Face au président ivoirien Alassane Ouattara: le «silence assourdissant» d'Emmanuel Macron

Par Liberation.fr - Face au président ivoirien Alassane Ouattara, le «silence assourdissant» d'Emmanuel Macron.

Alassane Ouattara, le 7 août à Abidjan. Photo Sia Kambou. AFP.

Le président ivoirien, qui brigue un troisième mandat controversé, était ce vendredi en visite à Paris. Ses opposants dénoncent un «coup d'Etat institutionnel» et reprochent au chef de l'Etat français de ne pas s'exprimer sur cette candidature.

En célébrant le 150e anniversaire de la République française quelques heures avant sa rencontre avec Alassane Ouattara, Emmanuel Macron a-t-il envoyé un message subliminal à son homologue ivoirien ? Après avoir insisté sur l’importance de la citoyenneté et des droits qui l’accompagnent, le président français a déjeuné avec le chef de l’Etat ivoirien, briguant un troisième mandat controversé lors de l’élection du 31 octobre prochain.

L’annonce de sa candidature, début août, a provoqué des manifestations sporadiques à travers le pays, ayant fait au moins une quinzaine de morts. «Nous nous sommes réjouis de nos convergences de vues sur la situation économique et politique en Côte-d’Ivoire, notamment l’élection présidentielle dans un climat de paix», a réagi Alassane Ouattara sur Twitter juste après la rencontre.
Partenaire commercial et militaire

La participation au scrutin du président sortant, âgé de 78 ans, élu en 2010 puis réélu en 2015, est jugée anticonstitutionnelle par l’opposition et une partie de la population. En mars, Ouattara avait annoncé solennellement qu’il ne se représenterait pas, afin de «transférer le pouvoir à une jeune génération». Emmanuel Macron avait alors salué une «décision historique», estimant que son homologue avait fait preuve d’exemplarité.

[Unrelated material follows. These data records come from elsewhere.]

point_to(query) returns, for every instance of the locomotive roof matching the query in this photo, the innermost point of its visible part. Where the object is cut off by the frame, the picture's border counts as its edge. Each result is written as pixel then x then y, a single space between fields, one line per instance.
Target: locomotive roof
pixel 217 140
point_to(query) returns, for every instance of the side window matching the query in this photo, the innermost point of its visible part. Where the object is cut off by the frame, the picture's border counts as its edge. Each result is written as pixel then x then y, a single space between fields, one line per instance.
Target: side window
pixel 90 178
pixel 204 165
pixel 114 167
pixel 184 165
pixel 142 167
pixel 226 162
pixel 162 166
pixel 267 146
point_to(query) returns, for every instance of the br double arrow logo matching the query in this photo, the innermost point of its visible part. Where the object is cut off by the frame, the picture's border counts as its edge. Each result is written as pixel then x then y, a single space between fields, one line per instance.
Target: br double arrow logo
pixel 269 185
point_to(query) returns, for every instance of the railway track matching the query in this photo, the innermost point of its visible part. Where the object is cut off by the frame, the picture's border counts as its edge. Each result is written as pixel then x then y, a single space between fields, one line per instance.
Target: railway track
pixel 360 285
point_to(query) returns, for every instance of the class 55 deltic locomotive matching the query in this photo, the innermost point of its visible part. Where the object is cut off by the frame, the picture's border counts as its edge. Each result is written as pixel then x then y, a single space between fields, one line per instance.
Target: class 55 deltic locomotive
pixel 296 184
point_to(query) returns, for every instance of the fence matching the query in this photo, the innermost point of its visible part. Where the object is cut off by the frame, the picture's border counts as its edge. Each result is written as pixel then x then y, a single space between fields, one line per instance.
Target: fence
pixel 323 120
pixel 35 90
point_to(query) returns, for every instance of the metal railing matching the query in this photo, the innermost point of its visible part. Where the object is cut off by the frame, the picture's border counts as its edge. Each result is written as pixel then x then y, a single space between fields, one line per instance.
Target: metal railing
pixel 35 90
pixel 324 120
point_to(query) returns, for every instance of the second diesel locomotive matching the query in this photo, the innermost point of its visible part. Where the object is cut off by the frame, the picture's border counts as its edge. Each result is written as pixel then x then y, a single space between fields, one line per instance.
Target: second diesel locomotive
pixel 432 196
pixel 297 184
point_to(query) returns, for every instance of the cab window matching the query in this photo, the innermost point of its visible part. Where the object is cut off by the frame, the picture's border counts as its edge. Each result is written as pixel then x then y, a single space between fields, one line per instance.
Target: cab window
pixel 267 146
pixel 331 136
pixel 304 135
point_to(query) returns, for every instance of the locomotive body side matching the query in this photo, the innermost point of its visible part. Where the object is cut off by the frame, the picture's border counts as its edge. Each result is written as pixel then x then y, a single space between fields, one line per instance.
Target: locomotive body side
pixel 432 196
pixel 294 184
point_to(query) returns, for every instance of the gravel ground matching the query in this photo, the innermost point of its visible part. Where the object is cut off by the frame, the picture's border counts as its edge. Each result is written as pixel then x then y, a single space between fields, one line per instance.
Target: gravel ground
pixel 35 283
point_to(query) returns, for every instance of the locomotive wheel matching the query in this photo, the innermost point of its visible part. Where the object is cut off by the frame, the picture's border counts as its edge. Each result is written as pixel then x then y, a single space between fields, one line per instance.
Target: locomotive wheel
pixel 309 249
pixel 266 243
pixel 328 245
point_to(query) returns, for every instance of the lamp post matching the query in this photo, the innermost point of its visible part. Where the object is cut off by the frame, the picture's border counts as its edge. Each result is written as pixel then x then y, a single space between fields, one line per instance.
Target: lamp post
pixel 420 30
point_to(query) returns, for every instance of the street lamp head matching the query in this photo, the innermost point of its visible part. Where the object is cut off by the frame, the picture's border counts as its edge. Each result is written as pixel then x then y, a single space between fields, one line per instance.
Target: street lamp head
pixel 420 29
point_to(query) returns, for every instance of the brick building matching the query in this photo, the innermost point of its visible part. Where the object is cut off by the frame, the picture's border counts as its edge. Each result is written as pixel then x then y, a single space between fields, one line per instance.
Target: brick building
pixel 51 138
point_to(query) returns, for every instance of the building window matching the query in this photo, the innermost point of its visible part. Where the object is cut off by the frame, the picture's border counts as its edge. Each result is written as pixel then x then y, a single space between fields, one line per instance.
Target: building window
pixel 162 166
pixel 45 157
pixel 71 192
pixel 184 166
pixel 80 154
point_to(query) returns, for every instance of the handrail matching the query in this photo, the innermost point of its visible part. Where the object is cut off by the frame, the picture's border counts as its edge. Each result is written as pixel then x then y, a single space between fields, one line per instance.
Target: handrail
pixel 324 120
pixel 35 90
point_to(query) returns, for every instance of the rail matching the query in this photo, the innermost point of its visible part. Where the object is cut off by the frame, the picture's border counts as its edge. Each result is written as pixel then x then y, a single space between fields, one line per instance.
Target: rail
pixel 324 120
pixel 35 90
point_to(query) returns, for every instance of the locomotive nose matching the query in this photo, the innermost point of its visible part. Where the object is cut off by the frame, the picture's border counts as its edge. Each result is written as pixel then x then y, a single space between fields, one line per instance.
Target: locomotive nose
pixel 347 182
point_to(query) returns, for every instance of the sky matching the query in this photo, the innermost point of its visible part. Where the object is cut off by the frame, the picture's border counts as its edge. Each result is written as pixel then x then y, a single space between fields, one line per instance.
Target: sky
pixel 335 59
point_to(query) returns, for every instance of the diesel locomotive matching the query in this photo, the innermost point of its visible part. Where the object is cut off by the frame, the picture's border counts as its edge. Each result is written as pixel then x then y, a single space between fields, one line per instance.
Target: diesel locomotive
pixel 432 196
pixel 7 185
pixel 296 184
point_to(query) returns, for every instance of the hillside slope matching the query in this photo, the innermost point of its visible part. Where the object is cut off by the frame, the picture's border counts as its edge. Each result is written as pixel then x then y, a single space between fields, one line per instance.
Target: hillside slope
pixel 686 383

Mais le décès soudain de son dauphin, le Premier ministre, Amadou Gon Coulibaly, âgé de 61 ans, a rebattu les cartes d’une élection à haut risque. C’est dans ce contexte «exceptionnel», créant une «situation d’urgence», qu’Alassane Ouattara a finalement décidé de revenir dans la course. Ce revirement semble aujourd’hui mettre Paris, qui se passerait volontiers d’une nouvelle crise électorale en Côte-d’Ivoire, dans l’embarras.

La relation entre les deux pays est basée sur des «liens historiques et d’amitiés», comme l’avait rappelé Emmanuel Macron lors d’une visite en décembre 2019. Signe de la profondeur de ces liens, le président français avait fait d’Abidjan l’une de ses premières destinations sur le continent africain après son arrivée à l’Elysée.

Sur le plan économique, la Côte-d’Ivoire est le premier partenaire commercial de Paris au sein de la zone franc CFA et le deuxième en Afrique subsaharienne. Du côté militaire, les forces françaises bénéficient d’un statut de force de présence et constituent l’une des deux bases opérationnelles avancées en Afrique, à l’heure où la Côte-d’Ivoire fait face à la menace jihadiste.
«Oripeaux» de la Françafrique

Malgré les polémiques, «Paris va sans doute choisir la neutralité en adoptant un ton très précautionneux et en se montrant courtois mais pas complaisant», analyse le politologue Franck Hermann Ekra. Un difficile jeu d’équilibriste, d’autant que l’opposition multiplie les demandes à Emmanuel Macron d’éclaircir sa position sur la candidature de Ouattara.

Dans une lettre ouverte, le candidat du Front populaire ivoirien (FPI), Pascal Affi N’Guessan, dénonçait le 2 septembre un coup d’Etat institutionnel : «Votre parole est très attendue. En ne cautionnant pas ce coup de force institutionnel, en exigeant des élections transparentes et inclusives, vous serez fidèles aux valeurs démocratiques issues des Lumières dont la France est porteuse», écrit-il.

Quelques jours plus tôt, l’ex-Premier ministre Guillaume Soro, candidat à la présidentielle malgré son exil à Paris et une condamnation par la justice ivoirienne, dénonçait le «silence assourdissant» de la France sur la situation en Côte-d’Ivoire.

Pendant ce temps, plusieurs ministres appartenant à la mouvance présidentielle ont fait le déplacement à Paris pour défendre la candidature d’Alassane Ouattara auprès de quelques médias français. Un air de campagne présidentielle ivoirienne dans l’Hexagone alors qu’Emmanuel Macron cherche à se débarrasser des «vestiges» et des «oripeaux» de la Françafrique.

«Il devra assumer le passé de la relation entre les deux pays et ne pourra s'abriter derrière une apparente neutralité, explique Franck Hermann Ekra. Quoi qu’il fasse, on lui reprochera sa position d’ingérence.»